Deckers Brands FY sales pass $2bn milestone

By Beth Wright

US apparel and footwear group Deckers Brands passed the US$2bn revenue mark for the first time in fiscal 2019, thanks in part to surging sales of its Hoka One One running shoes brand.

For the three months ended 31 March, the maker of Ugg footwear reported net income of $24m, compared to $20.6m a year earlier. Gross margin in the period widened to 51.6% from 48% last year.

Net sales, meanwhile, slipped 1.6% to $394.1m, compared to $400.7m for the same period last year. On a constant currency basis, net sales decreased by 1.3%. 

Domestic net sales for the fourth quarter increased by 1.2% to $252m, while international net sales fell 6.3% to $142.1m.

Ugg brand net sales declined 7.2% in the period to $239m, compared to $257.5m a year ago, while Teva brand net revenues fell 3.8% to $52.9m. Meanwhile, net sales for the Sanuk brand decreased by 11.7% to $31.5m. Hoka One One sales, however, surged 33.2% to $67.1m.

For the full year, net income more than doubled to $264.3m, up from $114.4m in fiscal 2018, while gross margin widened to 51.5% from 48.9%. Net sales rose by 6.2% to $2.02bn, compared to $1.9bn the year before.
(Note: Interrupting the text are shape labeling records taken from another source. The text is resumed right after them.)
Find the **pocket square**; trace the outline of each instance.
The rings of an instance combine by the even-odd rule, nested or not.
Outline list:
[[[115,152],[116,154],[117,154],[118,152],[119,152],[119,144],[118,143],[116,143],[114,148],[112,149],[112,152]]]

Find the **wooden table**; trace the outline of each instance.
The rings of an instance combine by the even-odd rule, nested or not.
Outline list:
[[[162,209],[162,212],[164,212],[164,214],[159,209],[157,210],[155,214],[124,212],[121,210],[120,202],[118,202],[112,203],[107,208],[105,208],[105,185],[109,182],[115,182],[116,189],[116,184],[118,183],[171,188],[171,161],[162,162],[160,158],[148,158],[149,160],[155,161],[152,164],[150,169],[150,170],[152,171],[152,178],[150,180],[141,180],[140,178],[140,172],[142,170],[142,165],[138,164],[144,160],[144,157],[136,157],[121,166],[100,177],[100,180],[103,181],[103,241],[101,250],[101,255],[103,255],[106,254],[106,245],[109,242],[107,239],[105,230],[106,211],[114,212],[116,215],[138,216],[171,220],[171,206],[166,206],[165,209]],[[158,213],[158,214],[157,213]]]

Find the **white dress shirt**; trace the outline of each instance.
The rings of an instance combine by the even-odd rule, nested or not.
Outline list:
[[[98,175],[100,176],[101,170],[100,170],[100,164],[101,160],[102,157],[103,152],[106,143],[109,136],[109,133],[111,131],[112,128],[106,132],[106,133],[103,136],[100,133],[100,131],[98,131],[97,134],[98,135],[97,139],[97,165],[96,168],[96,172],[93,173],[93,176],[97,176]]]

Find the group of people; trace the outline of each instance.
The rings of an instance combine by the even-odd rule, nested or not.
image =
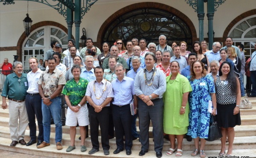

On a constant currency basis, net sales increased by 5.8%.

Meanwhile, domestic net sales climbed 8.9% to $1.28bn in fiscal 2019, while international net sales increased 1.8% to $742.1m. 

“Fiscal 2019 represented another successful year for the Deckers organisation, surpassing the milestone of $2bn in revenue and doing so with exceptional levels of profitability, while achieving our long-range targets a year ahead of schedule,” said CEO Dave Powers.

“As we move forward in our strategic plan, we will maintain focus on positioning our brands for the future by enhancing our relationship with consumers, continuing to deliver innovative product solutions, and building brand awareness and strength across global markets.”

Looking ahead, the company expects net sales to be in the range of $2.10bn to $2.12bn in fiscal 2020, while gross margin is seen in the range of 50% to 50.5%. Non-GAAP earnings per share are forecast in the range of $8.20 to $8.40.